La gare de triage de Miramas. ©SNCF Reseau

La gare de triage de Miramas. ©SNCF Reseau

“J’avais anticipé que l’on parle du ferroviaire, mais j’avoue qu’à ce point je suis un peu surpris”. Hervé Martel, président du Grand Port Maritime de Marseille (GPMM), ne cache pas son étonnement à l’issue de l’un des débats publics sur la liaison routière entre Fos et Salon qui a eu lieu lundi soir à Miramas (lire notre article sur le débat public concernant la liaison Fos Salon). Cette réunion avait beau avoir pour sujet l’asphalte, il a surtout été question de rail.

Pendant plus de trois heures, le sujet est régulièrement revenu sur la table. “Nous sommes une ville cheminote”, rappelle le maire PS Frédéric Vigouroux dès l’ouverture du débat. Il en profite pour faire un appel du pied aux différents représentants des collectivités et de l’État présents : “La gare de triage parle beaucoup au Port et le Port parle de plus en plus à la gare de triage, j’espère que nous nous reverrons dans quelques mois sur ce sujet.”

“Plateforme incontournable”

Le maire, soutenu par le député PCF Pierre Dharréville et la présidente de la métropole et du département LR Martine Vassal, réclame depuis plusieurs mois une table ronde pour trouver un terrain d’entente financier afin de rénover ce site de triage ô combien important pour le fret français. Miramas est ce qu’on appelle un nœud ferroviaire. Il assure la desserte des marchandises du Port de Marseille vers son “hinterland”, soit l’arrière-pays national et européen. “C’est une plateforme incontournable pour se connecter au Nord ou à l’Ouest, c’est une plaque tournante stratégique”, souligne Michel Josso, directeur du pôle client et service de SNCF Réseau Paca, gestionnaire de la gare.

Le tri par gravité sur le site de Miramas. Photo : SNCF Réseau

Cent voies y sont installées. Les trois-quarts sont dédiées au triage, pour permettre le relais des trains, leur stationnement, afin de les raccorder ou encore pour servir de base arrière lors de travaux sur des rails à proximité. Mais surtout Miramas possède un site de triage par gravité, l’un des cinq derniers de France.

Avec le tri à plat, il s’agit de l’un des deux moyens pour opérer les wagons de marchandises. Cela consiste à monter le wagon sur une petite butte puis le laisser retomber en aiguillant les rails pour qu’il se positionne sur le bon train. La nuance a l’air technique, elle est pourtant cruciale. Car le tri par gravité permet de trier les wagons sans avoir recours à une locomotive. “C’est une gestion plus fine qui permet de traiter un wagon pour un endroit alors que le tri à plat est plus adapté pour des grandes distances avec des trains longs qui font peu d’escales“, précise Michel Josso. Le site de Miramas possède ces deux modes de triage et s’adapte à la demande des chargeurs.

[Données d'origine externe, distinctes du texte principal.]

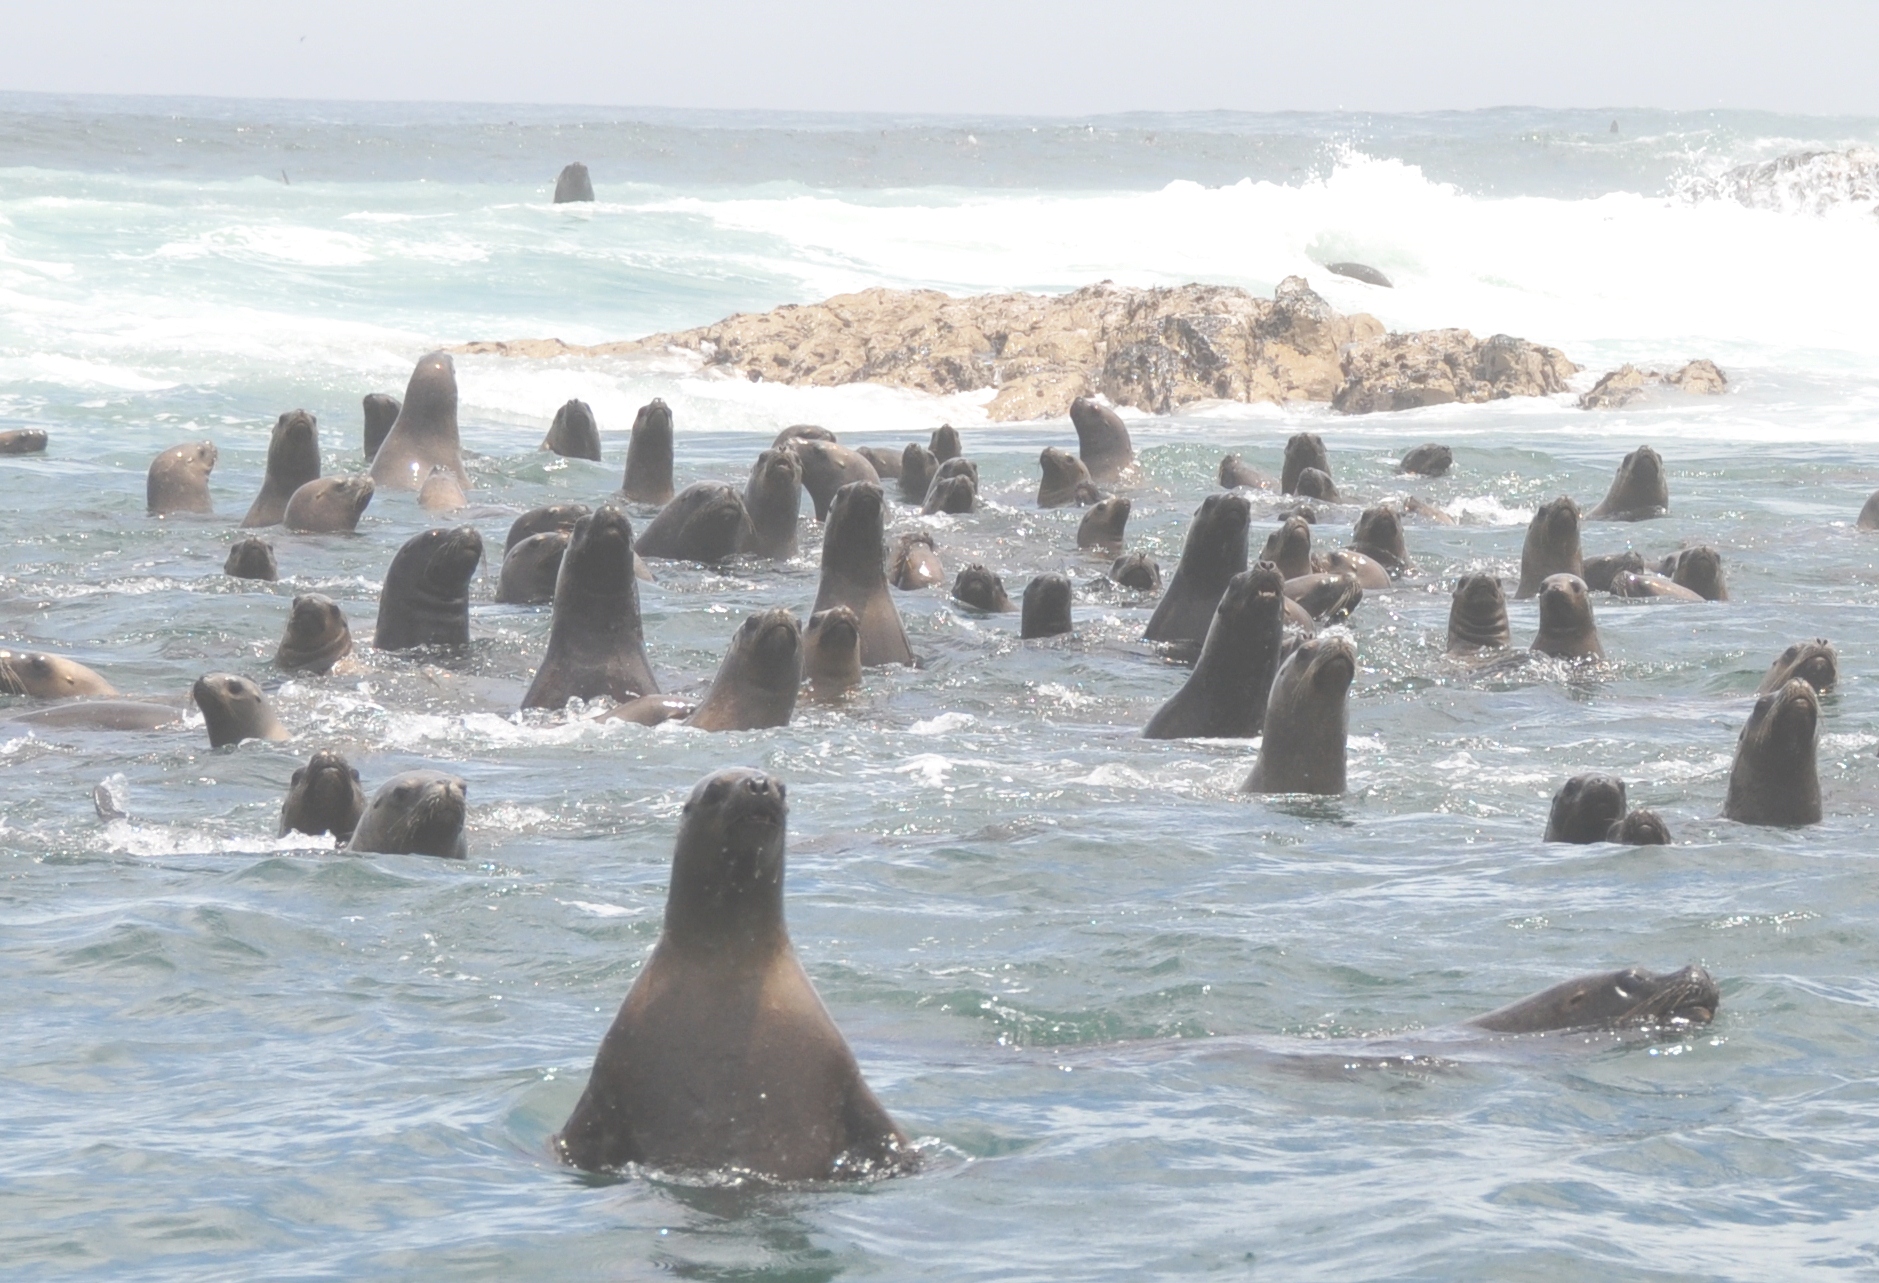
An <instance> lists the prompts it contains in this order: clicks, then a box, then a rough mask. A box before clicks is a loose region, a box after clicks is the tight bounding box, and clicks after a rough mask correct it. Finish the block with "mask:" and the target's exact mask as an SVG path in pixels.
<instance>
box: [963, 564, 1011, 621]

Obsolescence prévue pour 2022

Des atouts indéniables qui se heurtent pourtant à la chute du fret ferroviaire en France. Les investissements se portent depuis deux décennies plutôt sur la route, moins coûteuse. “Le rapport d’échelle sur l’investissement public c’est pour un euro dans la route, il en faut 10 euros dans le train”, chiffre Fabrice Levassort, directeur adjoint de la Direction régionale environnement aménagement logement (Dreal) PACA.

C’est un cercle vicieux, il y a de moins en moins de wagons donc les investissements pour entretenir l’état du réseau sont moins justifiés et sa dégradation l’empêche d’être compétitif.

Robin Matta, délégué CGT.

Selon SNCF Réseau, la gare de triage a pu accueillir jusqu’à 2700 wagons par jour, et n’en accueille aujourd’hui plus que 300 quotidiennement. En 2010, la SNCF envisage même le démantèlement de cet outil industriel. À l’époque, le plan fret ne prévoyait de garder que trois sites sur les onze que comptait alors la France.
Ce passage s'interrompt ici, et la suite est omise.